MB v8: CPU vs GPU (in terms of efficiency)

Message boards : Number crunching : MB v8: CPU vs GPU (in terms of efficiency)
Message board moderation

To post messages, you must log in.

AuthorMessage
qbit
Volunteer tester
Avatar

Send message
Joined: 19 Sep 04
Posts: 630
Credit: 6,868,528
RAC: 0
Austria
Message 1815733 - Posted: 8 Sep 2016, 14:41:41 UTC
Last modified: 8 Sep 2016, 14:43:58 UTC

The question about the efficiency of current GPU apps has been raised in another thread but since it's quite OT there I thought I make a new thread for this.

I run a (dedicated) main cruncher with a GTX 750, known to be one of the most efficient cards out there. The TDP is 55 watts. The CPU on this machine is not used for crunching, it's reserved to feed the GPU.
http://setiathome.berkeley.edu/show_host_detail.php?hostid=7563243

From time to time I crunch a bit with one of my laptops, which has a Intel N3520, a CPU that is also known for a very good power/watt ratio. The TDP is 7.5 watts.
http://setiathome.berkeley.edu/show_host_detail.php?hostid=7433880

I run the apps from the latest lunatics installer on CPU and Raistmers latest openCL build (r3525) on GPU.

Seeing the task times on both machines I was wondering which one is more efficient. So time to do the math. (I know that Guppies are currently not handled very well by GPUs, so I'm talking about Arecibo tasks only)

Here are 2 examples of tasks with a very similar angle range, the first one crunched on my lappy, the second one on my main machine:

http://setiathome.berkeley.edu/result.php?resultid=5143371920
WU true angle range is : 0.423457
5 hours 5 min 18 sec

http://setiathome.berkeley.edu/result.php?resultid=5141706081
WU true angle range is : 0.423120
42 min 12 sec

Now we need to take into account that my lappy runs 4 tasks at a time, while I only do 2 at a time on my GTX750. That means that we have to double the time from the GPU. So it takes my main cruncher ~84 min to do the same work my lappy does in ~ 305 min. That means that the GPU crunches faster by a factor of 3.63. BUT, the GPU uses much more power to do this, the factor here is 7.33 (55/7.5). So in the end, the CPU is more then twice (2.02) as efficient as the GPU!
That's quite a surprise for me, AFAIR it was quite the opposite for v7. So at the moment, if efficiency is your main goal, you may think about using your CPU instead of your GPU / build a CPU monster cruncher instead of a multi GPU machine. (Ofc it all depends on the type of CPU/GPU).
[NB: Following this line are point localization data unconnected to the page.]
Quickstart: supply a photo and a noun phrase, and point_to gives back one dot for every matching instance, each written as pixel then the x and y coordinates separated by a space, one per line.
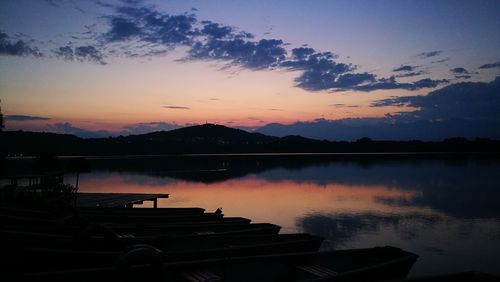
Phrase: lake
pixel 443 208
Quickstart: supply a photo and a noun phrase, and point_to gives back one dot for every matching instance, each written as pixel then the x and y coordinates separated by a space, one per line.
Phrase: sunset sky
pixel 97 68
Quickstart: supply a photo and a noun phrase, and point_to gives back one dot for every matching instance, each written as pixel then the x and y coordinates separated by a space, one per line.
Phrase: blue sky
pixel 96 68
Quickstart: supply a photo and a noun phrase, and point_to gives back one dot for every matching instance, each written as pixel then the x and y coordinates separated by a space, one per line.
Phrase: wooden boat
pixel 164 243
pixel 22 216
pixel 100 210
pixel 38 258
pixel 374 264
pixel 158 230
pixel 468 276
pixel 71 221
pixel 136 212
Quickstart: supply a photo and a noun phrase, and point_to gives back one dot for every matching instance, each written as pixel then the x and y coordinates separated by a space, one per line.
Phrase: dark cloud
pixel 388 128
pixel 465 100
pixel 81 54
pixel 122 29
pixel 16 48
pixel 459 70
pixel 150 26
pixel 136 30
pixel 429 54
pixel 490 66
pixel 440 61
pixel 405 68
pixel 176 107
pixel 462 73
pixel 262 54
pixel 343 106
pixel 216 30
pixel 24 118
pixel 391 83
pixel 411 74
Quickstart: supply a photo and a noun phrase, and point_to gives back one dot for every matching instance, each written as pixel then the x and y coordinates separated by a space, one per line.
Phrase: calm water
pixel 445 210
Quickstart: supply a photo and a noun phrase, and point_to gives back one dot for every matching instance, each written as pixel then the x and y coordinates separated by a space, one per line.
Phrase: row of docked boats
pixel 174 244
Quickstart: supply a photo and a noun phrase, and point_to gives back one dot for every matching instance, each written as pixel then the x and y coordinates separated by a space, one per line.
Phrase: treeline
pixel 215 139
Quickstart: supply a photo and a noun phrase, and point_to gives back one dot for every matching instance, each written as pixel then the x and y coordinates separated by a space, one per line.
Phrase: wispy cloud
pixel 176 107
pixel 17 48
pixel 429 54
pixel 136 29
pixel 490 66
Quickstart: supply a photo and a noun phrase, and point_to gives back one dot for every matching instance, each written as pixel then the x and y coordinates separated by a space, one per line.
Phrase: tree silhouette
pixel 1 117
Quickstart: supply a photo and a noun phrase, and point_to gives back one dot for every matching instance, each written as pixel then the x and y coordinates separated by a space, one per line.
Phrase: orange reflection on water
pixel 279 202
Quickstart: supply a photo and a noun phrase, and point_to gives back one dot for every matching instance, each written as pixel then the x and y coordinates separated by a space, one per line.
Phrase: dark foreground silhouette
pixel 217 139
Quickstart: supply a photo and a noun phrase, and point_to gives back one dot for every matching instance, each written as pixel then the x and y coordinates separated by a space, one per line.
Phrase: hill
pixel 216 139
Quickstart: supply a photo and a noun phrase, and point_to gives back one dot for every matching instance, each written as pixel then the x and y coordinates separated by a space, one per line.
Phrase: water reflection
pixel 444 209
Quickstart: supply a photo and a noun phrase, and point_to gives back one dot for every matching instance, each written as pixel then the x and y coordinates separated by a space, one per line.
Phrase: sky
pixel 337 70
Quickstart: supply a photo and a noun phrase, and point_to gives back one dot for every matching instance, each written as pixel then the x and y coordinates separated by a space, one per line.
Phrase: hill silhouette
pixel 216 139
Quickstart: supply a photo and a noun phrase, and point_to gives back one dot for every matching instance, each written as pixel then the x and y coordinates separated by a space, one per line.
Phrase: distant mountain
pixel 215 139
pixel 206 134
pixel 386 129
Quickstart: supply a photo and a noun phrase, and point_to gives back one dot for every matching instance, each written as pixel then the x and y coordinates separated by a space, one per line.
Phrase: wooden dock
pixel 115 200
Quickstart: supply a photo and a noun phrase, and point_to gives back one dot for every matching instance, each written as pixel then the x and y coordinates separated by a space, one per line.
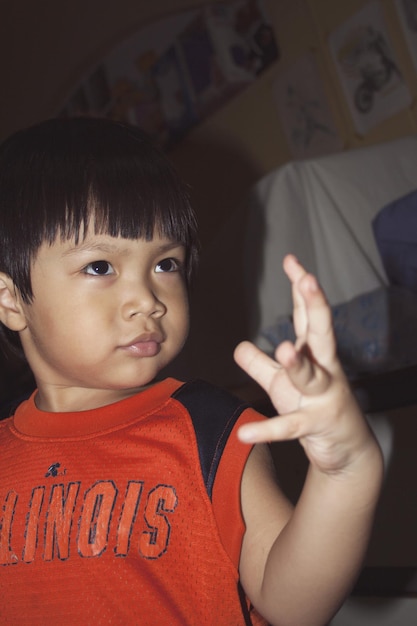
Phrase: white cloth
pixel 321 210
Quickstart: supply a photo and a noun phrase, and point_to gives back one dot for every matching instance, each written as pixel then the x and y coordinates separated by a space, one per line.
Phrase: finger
pixel 306 375
pixel 256 363
pixel 319 336
pixel 295 272
pixel 274 429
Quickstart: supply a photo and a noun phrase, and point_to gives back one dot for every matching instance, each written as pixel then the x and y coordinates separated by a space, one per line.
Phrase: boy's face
pixel 107 315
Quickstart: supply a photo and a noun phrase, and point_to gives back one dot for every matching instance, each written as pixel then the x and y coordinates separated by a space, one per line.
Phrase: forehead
pixel 103 244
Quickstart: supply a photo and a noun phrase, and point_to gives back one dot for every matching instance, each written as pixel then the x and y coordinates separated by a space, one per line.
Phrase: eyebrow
pixel 110 248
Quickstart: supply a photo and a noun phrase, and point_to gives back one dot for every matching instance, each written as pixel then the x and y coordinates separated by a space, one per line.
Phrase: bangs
pixel 63 176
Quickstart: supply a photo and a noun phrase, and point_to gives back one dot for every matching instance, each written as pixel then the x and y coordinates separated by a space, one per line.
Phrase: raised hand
pixel 307 384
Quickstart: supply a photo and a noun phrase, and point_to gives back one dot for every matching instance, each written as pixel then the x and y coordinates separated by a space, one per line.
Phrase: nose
pixel 142 300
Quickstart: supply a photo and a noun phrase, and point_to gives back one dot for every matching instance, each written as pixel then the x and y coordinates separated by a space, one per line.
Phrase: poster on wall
pixel 407 10
pixel 368 69
pixel 175 72
pixel 305 116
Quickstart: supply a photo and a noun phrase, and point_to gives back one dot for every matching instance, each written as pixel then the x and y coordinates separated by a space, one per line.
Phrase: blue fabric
pixel 375 332
pixel 395 231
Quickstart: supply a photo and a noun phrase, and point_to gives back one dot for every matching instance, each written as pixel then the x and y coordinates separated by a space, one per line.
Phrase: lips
pixel 146 345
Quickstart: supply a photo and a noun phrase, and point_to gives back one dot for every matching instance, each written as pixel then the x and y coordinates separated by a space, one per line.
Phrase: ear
pixel 11 310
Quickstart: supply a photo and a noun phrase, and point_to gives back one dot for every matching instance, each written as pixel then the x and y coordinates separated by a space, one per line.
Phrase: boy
pixel 130 501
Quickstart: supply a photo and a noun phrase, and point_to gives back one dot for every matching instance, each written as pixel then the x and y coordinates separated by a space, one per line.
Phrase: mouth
pixel 146 345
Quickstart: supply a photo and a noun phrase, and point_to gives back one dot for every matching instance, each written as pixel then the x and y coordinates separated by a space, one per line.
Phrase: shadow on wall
pixel 220 179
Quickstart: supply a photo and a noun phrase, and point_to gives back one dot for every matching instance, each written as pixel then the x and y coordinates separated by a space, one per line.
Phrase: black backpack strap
pixel 213 412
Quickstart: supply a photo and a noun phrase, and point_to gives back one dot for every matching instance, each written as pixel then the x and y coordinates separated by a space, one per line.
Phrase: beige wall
pixel 48 46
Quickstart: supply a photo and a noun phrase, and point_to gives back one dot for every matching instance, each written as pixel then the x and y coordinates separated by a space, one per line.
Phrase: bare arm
pixel 298 565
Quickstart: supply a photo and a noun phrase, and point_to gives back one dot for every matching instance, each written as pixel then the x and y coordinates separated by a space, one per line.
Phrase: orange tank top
pixel 127 514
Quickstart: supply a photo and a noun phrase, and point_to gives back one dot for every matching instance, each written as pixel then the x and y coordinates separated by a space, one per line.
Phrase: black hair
pixel 61 175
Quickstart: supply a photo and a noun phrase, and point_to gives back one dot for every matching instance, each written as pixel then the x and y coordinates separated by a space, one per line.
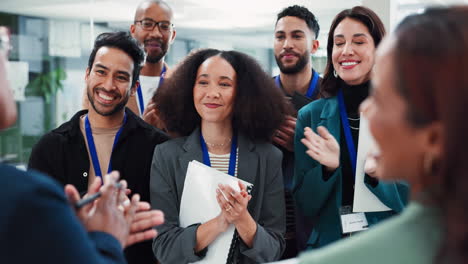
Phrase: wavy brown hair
pixel 330 84
pixel 259 106
pixel 431 61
PS: I will try to check other ARs soon.
ID: 1815733 · Report as offensive
AMDave
Volunteer tester

Send message
Joined: 9 Mar 01
Posts: 234
Credit: 11,671,730
RAC: 0
United States
Message 1815753 - Posted: 8 Sep 2016, 16:03:40 UTC - in response to Message 1815733.  

Now we need to take into account that my lappy runs 4 tasks at a time, while I only do 2 at a time on my GTX750. That means that we have to double the time from the GPU. So it takes my main cruncher ~84 min to do the same work my lappy does in ~ 305 min. That means that the GPU crunches faster by a factor of 3.63. BUT, the GPU uses much more power to do this, the factor here is 7.33 (55/7.5). So in the end, the CPU is more then twice (2.02) as efficient as the GPU!
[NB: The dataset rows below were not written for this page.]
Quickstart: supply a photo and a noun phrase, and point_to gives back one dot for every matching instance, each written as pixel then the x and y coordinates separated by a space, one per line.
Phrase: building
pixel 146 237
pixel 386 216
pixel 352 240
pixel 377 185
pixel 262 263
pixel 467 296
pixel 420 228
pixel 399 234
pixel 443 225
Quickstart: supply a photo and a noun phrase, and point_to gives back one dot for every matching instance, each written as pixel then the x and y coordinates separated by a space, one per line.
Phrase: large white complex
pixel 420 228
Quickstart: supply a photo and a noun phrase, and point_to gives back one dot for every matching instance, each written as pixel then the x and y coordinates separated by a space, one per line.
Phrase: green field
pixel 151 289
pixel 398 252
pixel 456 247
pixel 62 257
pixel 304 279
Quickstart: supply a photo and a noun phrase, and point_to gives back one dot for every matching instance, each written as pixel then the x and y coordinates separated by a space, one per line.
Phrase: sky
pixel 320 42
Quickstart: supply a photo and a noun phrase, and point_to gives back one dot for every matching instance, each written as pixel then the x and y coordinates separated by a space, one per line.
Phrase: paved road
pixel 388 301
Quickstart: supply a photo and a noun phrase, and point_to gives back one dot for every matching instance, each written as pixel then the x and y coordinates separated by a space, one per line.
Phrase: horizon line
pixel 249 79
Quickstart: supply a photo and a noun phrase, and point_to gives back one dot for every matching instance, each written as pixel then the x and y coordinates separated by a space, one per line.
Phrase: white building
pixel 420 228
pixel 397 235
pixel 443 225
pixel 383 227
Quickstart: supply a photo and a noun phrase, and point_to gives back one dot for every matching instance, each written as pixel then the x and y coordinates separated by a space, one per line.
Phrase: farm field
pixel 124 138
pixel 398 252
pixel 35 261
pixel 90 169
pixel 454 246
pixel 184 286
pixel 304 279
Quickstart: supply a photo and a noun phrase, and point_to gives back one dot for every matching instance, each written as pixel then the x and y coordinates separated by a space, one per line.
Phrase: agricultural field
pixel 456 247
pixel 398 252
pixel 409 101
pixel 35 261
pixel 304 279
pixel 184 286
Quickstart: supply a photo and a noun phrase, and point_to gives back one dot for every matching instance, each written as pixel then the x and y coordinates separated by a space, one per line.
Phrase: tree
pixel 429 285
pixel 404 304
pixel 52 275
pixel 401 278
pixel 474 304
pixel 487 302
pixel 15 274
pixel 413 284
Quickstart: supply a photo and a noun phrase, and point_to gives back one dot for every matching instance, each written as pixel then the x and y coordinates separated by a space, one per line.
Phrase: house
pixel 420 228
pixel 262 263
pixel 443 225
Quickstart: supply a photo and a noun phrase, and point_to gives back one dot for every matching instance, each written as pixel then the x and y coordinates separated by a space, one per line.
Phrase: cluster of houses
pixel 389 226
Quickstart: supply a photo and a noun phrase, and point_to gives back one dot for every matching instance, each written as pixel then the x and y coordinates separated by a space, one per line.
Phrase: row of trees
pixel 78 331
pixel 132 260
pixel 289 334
Your math is inaccurate.  WU completion times are not linear when concurrency is increased.  Assuming both machines run only GPU WUs, and similar ARs (ie VLAR to VLAR, VHAR to VHAR, Mid to Mid), you can't state that doubling the completion time of 2 concurrent WUs run on machine A should equal the completion time of 4 concurrent WUs on machine B.  This would be true even if both machines were identical, and here they are not.
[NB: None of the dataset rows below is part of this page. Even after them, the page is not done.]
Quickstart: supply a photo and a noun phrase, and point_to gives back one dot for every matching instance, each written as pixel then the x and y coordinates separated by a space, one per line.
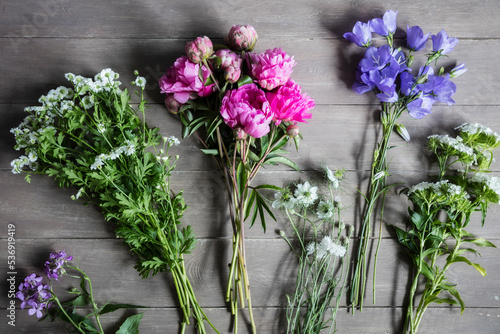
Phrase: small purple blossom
pixel 442 43
pixel 408 84
pixel 361 34
pixel 415 38
pixel 35 295
pixel 54 265
pixel 376 58
pixel 386 25
pixel 420 107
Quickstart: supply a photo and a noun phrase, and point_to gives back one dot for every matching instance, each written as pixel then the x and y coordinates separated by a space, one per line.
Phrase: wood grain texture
pixel 41 40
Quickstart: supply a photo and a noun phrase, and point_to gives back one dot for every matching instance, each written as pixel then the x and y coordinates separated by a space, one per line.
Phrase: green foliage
pixel 440 211
pixel 73 310
pixel 92 138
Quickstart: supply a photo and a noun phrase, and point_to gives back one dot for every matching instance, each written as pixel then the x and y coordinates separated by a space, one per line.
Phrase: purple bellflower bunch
pixel 387 71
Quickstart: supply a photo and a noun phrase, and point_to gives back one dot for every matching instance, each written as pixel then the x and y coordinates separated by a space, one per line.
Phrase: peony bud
pixel 232 74
pixel 172 104
pixel 242 38
pixel 199 49
pixel 228 58
pixel 292 130
pixel 239 133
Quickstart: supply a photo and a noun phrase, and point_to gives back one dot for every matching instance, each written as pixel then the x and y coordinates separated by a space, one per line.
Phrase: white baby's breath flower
pixel 325 210
pixel 87 102
pixel 283 199
pixel 492 182
pixel 305 194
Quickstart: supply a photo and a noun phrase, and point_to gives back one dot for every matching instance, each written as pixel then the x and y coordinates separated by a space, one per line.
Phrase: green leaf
pixel 244 80
pixel 241 178
pixel 427 271
pixel 481 242
pixel 113 307
pixel 454 293
pixel 480 269
pixel 130 325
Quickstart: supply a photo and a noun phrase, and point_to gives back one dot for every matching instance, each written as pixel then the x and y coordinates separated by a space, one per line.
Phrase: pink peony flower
pixel 247 108
pixel 288 104
pixel 199 49
pixel 242 38
pixel 272 68
pixel 228 58
pixel 232 74
pixel 182 79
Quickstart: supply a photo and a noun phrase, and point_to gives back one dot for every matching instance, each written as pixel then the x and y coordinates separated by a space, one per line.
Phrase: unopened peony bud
pixel 228 58
pixel 172 104
pixel 292 130
pixel 242 38
pixel 232 74
pixel 239 133
pixel 199 49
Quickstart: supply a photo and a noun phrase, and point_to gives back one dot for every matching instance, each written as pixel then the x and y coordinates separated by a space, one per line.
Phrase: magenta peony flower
pixel 232 74
pixel 182 79
pixel 199 49
pixel 247 108
pixel 288 104
pixel 272 68
pixel 242 38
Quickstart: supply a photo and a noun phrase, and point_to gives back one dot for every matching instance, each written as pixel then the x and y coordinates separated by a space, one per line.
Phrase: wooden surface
pixel 41 40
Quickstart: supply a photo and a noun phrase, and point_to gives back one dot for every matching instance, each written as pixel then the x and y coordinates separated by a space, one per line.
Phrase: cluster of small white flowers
pixel 106 80
pixel 305 194
pixel 492 182
pixel 474 128
pixel 171 140
pixel 455 143
pixel 284 199
pixel 422 186
pixel 326 246
pixel 325 210
pixel 439 188
pixel 127 149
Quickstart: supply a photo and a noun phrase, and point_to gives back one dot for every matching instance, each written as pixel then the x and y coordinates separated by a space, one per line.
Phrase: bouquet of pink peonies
pixel 244 107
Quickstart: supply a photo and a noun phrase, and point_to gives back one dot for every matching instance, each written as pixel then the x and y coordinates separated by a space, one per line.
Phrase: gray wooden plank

More often than not, increasing concurrency is less than linear (or < 1:1).  For example, a single WU may complete in 20 min, 2 concurrent WUs may complete in 37 min, and 3 concurrent WUs may complete in 52 min.  This will follow up to a point, wherein The Law of Diminishing Returns takes over.  Because of the multitude of hardware configurations, where this point lies is different for every machine.  If you read other threads, you'll see that for some with a GTX 750 Ti, it is 3 WUs, while for some with a GTX 1060, it is 2 WU.
ID: 1815753 · Report as offensive
qbit
Volunteer tester
Avatar

Send message
Joined: 19 Sep 04
Posts: 630
Credit: 6,868,528
RAC: 0
Austria
Message 1815768 - Posted: 8 Sep 2016, 18:10:04 UTC
Last modified: 8 Sep 2016, 18:12:10 UTC

Dave, I think you got me wrong there. Maybe my fault, I can't explain things in english as well as I can in german;-)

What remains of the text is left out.